In the first, and most common, Face-Vertex Mesh representation above, a unit pyramid (depicted right) may be represented by these two lists in 3D space (the lists correspond to the image on the right):

Vertices list:

Vertex index X Coordinate Y Coordinate Z Coordinate
1 -1 0 1
2 -1 0 -1
3 1 0 -1
4 1 0 1
5 0 1 0

Faces list:

Face index Type Vertex 1 Vertex 2 Vertex 3 Vertex 4
1 Triangle 1 2 5
2 Triangle 2 3 5
3 Triangle 3 4 5
4 Triangle 4 1 5
5 Quadrilateral 1 2 3 4

[edit] Other representations

Streaming meshes store faces in an ordered, yet independent, way so that the mesh can be transmitted in pieces. The order of faces may be spatial, spectral, or based on other properties of the mesh. Streaming meshes allow a very large mesh to be rendered even while it is still being loaded.

Progressive meshes transmit the vertex and face data with increasing levels of detail. Unlike streaming meshes, progressive meshes give the overall shape of the entire object, but at a low level of detail. Additional data, new edges and faces, progressively increase the detail of the mesh.

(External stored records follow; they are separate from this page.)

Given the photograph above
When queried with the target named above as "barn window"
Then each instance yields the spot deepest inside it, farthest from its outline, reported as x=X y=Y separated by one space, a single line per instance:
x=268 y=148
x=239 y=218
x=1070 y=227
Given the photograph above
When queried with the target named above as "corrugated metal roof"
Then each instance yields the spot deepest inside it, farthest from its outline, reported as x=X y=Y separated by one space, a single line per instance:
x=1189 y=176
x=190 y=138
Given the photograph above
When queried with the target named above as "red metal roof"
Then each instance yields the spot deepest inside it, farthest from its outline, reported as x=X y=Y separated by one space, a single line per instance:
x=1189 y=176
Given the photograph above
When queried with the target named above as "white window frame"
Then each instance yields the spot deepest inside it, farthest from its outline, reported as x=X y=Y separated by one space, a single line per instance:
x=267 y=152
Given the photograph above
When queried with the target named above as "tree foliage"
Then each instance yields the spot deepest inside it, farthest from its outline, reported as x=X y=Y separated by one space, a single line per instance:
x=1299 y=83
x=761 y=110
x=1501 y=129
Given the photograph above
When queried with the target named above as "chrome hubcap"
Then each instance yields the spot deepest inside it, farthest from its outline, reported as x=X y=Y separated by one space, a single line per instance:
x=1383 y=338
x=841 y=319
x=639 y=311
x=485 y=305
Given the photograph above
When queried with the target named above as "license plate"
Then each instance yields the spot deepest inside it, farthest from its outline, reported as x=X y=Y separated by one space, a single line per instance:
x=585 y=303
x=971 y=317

Normal meshes transmit progressive changes to a mesh as a set of normal displacements from a base mesh. With this technique, a series of textures represent the desired incremental modifications. Normal meshes are compact, since only a single scalar value is needed to express displacement. However, the technique requires a complex series of transformations to create the displacement textures.